Joins, Predicates, and Statistics in SQL Server

on December 8, 2015

Joins can be tricky. And where you put your ‘where’ clause may mean more than you think!

Take these two queries from the AdventureWorksDW sample database. The queries are both looking for data where SalesTerritoryCountry = ‘NA’ and they have the same joins, but the first query has a predicate on SalesTerritoryCountry while the second has a predicate on SalesTerritoryKey.
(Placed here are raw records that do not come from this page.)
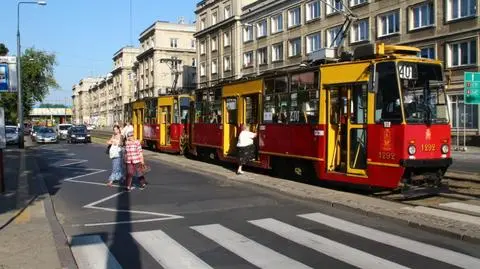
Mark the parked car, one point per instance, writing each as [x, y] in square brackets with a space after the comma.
[62, 130]
[46, 135]
[34, 131]
[11, 134]
[78, 134]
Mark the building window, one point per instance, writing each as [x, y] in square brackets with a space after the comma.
[462, 53]
[427, 52]
[226, 12]
[312, 10]
[331, 34]
[247, 33]
[262, 29]
[277, 23]
[313, 42]
[360, 31]
[214, 18]
[214, 66]
[422, 15]
[202, 69]
[457, 9]
[469, 119]
[202, 47]
[294, 47]
[357, 2]
[334, 6]
[294, 17]
[248, 59]
[226, 39]
[226, 63]
[388, 23]
[173, 42]
[277, 52]
[214, 44]
[262, 56]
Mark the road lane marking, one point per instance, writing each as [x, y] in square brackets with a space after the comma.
[445, 214]
[326, 246]
[90, 252]
[168, 252]
[430, 251]
[249, 250]
[462, 206]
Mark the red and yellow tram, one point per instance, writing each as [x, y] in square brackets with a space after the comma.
[379, 120]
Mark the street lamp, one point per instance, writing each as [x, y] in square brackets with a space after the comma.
[19, 76]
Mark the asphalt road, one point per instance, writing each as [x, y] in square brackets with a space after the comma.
[189, 220]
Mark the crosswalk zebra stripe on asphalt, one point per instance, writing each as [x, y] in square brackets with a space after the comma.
[249, 250]
[167, 252]
[433, 252]
[90, 252]
[326, 246]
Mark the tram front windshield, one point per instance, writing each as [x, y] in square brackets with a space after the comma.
[422, 90]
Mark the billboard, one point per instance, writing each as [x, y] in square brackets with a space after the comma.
[8, 74]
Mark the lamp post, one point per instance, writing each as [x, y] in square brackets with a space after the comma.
[19, 76]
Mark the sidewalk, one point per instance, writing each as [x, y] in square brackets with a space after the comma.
[26, 236]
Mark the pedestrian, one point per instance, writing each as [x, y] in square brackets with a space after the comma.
[134, 161]
[115, 154]
[245, 147]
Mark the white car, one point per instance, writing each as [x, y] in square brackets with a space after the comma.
[11, 134]
[62, 130]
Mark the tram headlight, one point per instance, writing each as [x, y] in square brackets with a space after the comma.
[412, 149]
[445, 149]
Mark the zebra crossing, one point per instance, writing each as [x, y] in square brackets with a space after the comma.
[91, 252]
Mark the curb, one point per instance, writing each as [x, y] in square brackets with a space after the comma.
[366, 205]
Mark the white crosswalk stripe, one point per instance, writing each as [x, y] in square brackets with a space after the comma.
[90, 252]
[167, 252]
[433, 252]
[249, 250]
[326, 246]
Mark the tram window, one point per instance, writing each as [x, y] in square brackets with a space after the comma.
[304, 98]
[359, 104]
[387, 106]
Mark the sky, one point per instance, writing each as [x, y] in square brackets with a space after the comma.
[84, 34]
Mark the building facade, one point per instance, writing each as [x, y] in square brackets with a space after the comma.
[166, 49]
[276, 34]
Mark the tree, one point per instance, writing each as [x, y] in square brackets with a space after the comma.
[37, 79]
[3, 50]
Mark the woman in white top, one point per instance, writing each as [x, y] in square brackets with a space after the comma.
[245, 147]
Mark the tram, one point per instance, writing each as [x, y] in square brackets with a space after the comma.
[379, 120]
[161, 123]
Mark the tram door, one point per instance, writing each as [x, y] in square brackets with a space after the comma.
[347, 133]
[230, 125]
[165, 121]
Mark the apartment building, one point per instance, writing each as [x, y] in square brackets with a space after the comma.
[81, 99]
[166, 50]
[276, 34]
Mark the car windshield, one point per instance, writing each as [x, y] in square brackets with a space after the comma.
[10, 130]
[424, 98]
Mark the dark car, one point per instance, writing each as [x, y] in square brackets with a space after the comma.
[78, 134]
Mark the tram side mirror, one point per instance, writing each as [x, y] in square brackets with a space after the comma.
[372, 85]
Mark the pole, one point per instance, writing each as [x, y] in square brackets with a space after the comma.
[19, 84]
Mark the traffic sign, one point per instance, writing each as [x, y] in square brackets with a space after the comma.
[472, 87]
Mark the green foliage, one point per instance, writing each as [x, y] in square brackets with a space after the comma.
[37, 79]
[3, 50]
[52, 106]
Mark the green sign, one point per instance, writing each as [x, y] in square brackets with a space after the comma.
[472, 87]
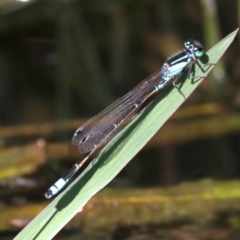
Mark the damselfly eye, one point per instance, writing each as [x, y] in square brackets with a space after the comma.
[198, 51]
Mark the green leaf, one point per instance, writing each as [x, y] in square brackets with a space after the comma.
[117, 154]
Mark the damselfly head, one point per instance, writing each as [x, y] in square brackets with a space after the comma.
[195, 46]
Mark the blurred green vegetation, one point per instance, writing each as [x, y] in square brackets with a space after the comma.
[67, 60]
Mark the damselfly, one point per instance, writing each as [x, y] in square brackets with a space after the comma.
[101, 129]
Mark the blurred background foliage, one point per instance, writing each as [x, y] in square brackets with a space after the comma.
[62, 62]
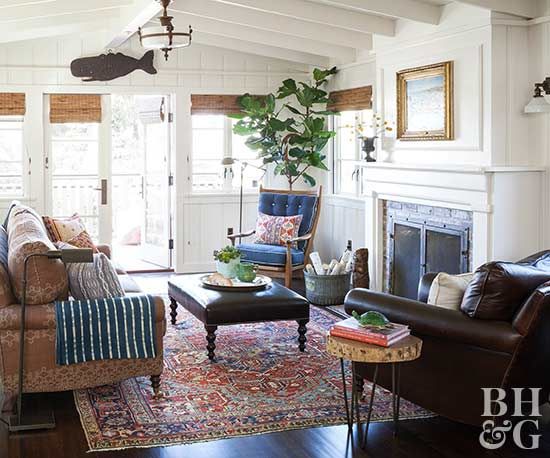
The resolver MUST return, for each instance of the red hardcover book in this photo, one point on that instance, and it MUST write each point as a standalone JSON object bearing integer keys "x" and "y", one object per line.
{"x": 366, "y": 339}
{"x": 386, "y": 333}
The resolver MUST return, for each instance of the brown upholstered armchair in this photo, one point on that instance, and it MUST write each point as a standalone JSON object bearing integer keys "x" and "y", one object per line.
{"x": 42, "y": 374}
{"x": 460, "y": 355}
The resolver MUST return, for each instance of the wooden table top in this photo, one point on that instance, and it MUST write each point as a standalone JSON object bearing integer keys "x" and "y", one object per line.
{"x": 407, "y": 349}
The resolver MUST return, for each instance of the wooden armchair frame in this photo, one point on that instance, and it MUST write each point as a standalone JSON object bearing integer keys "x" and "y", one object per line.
{"x": 288, "y": 269}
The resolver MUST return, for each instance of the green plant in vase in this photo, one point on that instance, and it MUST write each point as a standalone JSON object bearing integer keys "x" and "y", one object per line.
{"x": 227, "y": 261}
{"x": 292, "y": 134}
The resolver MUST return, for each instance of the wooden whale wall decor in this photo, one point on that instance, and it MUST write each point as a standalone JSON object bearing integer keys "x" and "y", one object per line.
{"x": 107, "y": 67}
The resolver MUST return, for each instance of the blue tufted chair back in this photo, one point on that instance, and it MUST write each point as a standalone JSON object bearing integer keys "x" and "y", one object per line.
{"x": 275, "y": 204}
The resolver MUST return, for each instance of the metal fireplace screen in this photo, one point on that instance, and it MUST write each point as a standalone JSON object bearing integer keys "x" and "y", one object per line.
{"x": 416, "y": 249}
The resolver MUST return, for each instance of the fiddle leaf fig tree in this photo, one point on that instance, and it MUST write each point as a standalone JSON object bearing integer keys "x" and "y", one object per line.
{"x": 291, "y": 134}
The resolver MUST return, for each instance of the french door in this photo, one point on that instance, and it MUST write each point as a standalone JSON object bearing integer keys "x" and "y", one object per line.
{"x": 116, "y": 175}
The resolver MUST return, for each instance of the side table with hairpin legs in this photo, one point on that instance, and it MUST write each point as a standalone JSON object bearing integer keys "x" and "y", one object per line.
{"x": 407, "y": 349}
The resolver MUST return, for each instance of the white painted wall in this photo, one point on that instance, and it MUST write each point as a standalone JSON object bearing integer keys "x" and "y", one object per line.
{"x": 496, "y": 60}
{"x": 42, "y": 66}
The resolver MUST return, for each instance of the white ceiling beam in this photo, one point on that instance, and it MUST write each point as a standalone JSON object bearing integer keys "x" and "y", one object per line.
{"x": 131, "y": 19}
{"x": 524, "y": 8}
{"x": 12, "y": 4}
{"x": 321, "y": 14}
{"x": 260, "y": 50}
{"x": 271, "y": 22}
{"x": 28, "y": 12}
{"x": 402, "y": 9}
{"x": 56, "y": 26}
{"x": 252, "y": 34}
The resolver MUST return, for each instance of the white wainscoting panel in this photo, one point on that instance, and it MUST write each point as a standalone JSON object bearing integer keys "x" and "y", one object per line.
{"x": 342, "y": 219}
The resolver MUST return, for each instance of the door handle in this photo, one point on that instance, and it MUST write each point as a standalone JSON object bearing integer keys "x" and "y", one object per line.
{"x": 103, "y": 190}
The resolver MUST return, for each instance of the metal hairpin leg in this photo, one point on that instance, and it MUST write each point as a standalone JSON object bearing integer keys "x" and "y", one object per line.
{"x": 350, "y": 424}
{"x": 396, "y": 379}
{"x": 369, "y": 412}
{"x": 355, "y": 401}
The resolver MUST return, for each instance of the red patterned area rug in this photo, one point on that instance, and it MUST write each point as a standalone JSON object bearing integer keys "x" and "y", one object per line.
{"x": 260, "y": 383}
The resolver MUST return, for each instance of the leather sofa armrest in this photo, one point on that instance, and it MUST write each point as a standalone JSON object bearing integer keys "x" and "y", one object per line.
{"x": 160, "y": 312}
{"x": 535, "y": 257}
{"x": 438, "y": 322}
{"x": 425, "y": 285}
{"x": 105, "y": 249}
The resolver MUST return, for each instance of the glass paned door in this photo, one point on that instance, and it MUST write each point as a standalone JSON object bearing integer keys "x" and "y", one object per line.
{"x": 75, "y": 177}
{"x": 140, "y": 174}
{"x": 156, "y": 216}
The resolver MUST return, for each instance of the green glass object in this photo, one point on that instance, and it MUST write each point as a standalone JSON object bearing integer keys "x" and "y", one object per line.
{"x": 371, "y": 318}
{"x": 246, "y": 272}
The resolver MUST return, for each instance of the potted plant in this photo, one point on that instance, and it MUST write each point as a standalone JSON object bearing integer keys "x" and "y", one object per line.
{"x": 291, "y": 134}
{"x": 227, "y": 261}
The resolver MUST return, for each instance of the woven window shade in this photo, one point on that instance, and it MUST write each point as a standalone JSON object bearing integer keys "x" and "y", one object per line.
{"x": 216, "y": 104}
{"x": 12, "y": 104}
{"x": 351, "y": 99}
{"x": 79, "y": 108}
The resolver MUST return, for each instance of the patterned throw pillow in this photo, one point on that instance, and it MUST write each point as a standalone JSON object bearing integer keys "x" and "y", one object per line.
{"x": 97, "y": 280}
{"x": 276, "y": 230}
{"x": 71, "y": 230}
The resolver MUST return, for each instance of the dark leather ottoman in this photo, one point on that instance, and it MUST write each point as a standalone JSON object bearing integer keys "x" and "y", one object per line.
{"x": 218, "y": 308}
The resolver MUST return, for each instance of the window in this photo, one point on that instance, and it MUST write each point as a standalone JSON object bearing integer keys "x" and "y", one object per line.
{"x": 11, "y": 156}
{"x": 213, "y": 139}
{"x": 347, "y": 149}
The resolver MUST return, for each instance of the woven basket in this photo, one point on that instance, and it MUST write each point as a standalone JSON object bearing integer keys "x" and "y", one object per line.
{"x": 327, "y": 289}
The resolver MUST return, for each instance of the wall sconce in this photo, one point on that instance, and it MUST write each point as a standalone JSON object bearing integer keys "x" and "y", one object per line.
{"x": 539, "y": 103}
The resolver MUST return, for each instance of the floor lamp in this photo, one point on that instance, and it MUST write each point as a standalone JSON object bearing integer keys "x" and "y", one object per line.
{"x": 36, "y": 419}
{"x": 229, "y": 161}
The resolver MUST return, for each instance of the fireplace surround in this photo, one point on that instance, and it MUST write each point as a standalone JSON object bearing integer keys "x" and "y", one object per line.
{"x": 504, "y": 204}
{"x": 420, "y": 239}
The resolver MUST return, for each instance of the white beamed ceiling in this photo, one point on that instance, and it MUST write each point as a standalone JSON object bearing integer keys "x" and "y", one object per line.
{"x": 318, "y": 31}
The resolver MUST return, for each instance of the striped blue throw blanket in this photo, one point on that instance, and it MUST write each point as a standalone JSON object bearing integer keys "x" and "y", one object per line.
{"x": 117, "y": 328}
/* Query 1: Predicate on SalesTerritoryCountry */ select ProductKey, OrderDateKey, DueDateKey, ShipDateKey, CustomerKey, PromotionKey, CurrencyKey, fis.SalesTerritoryKey, SalesOrderNumber, SalesOrderLineNumber, RevisionNumber, OrderQuantity, UnitPrice, ExtendedAmount, UnitPriceDiscountPct, DiscountAmount, ProductStandardCost, TotalProductCost, SalesAmount, TaxAmt, Freight, CarrierTrackingNumber, CustomerPONumber, OrderDate, DueDate, ShipDate from dbo.FactInternetSales fis join dbo.DimSalesTerritory st on fis.SalesTerritoryKey=st.SalesTerritoryKey where st.SalesTerritoryCountry = N’NA' GO

/* Query 2: Predicate on SalesTerritoryKey (for the exact same country) */ select ProductKey, OrderDateKey, DueDateKey, ShipDateKey, CustomerKey, PromotionKey, CurrencyKey, fis.SalesTerritoryKey, SalesOrderNumber, SalesOrderLineNumber, RevisionNumber, OrderQuantity, UnitPrice, ExtendedAmount, UnitPriceDiscountPct, DiscountAmount, ProductStandardCost, TotalProductCost, SalesAmount, TaxAmt, Freight, CarrierTrackingNumber, CustomerPONumber, OrderDate, DueDate, ShipDate from dbo.FactInternetSales fis join dbo.DimSalesTerritory st on fis.SalesTerritoryKey=st.SalesTerritoryKey where st.SalesTerritoryKey = 11; GO

Take a look at the difference in their estimated execution plans:1_estimated_plan_differences

Although these queries return the same data, the plans and performance are very different. Query 1 (predicate written against SalesTerritoryCountry) estimates too high and chooses a much larger plan than it needs. It doesn’t have a clue that there are zero rows for SalesTerritoryCountry = ‘NA’.

2_query_comparison

Hash joins aren’t necessarily bad, but we don’t need one for this query. Why do the heavy lifting for no rows?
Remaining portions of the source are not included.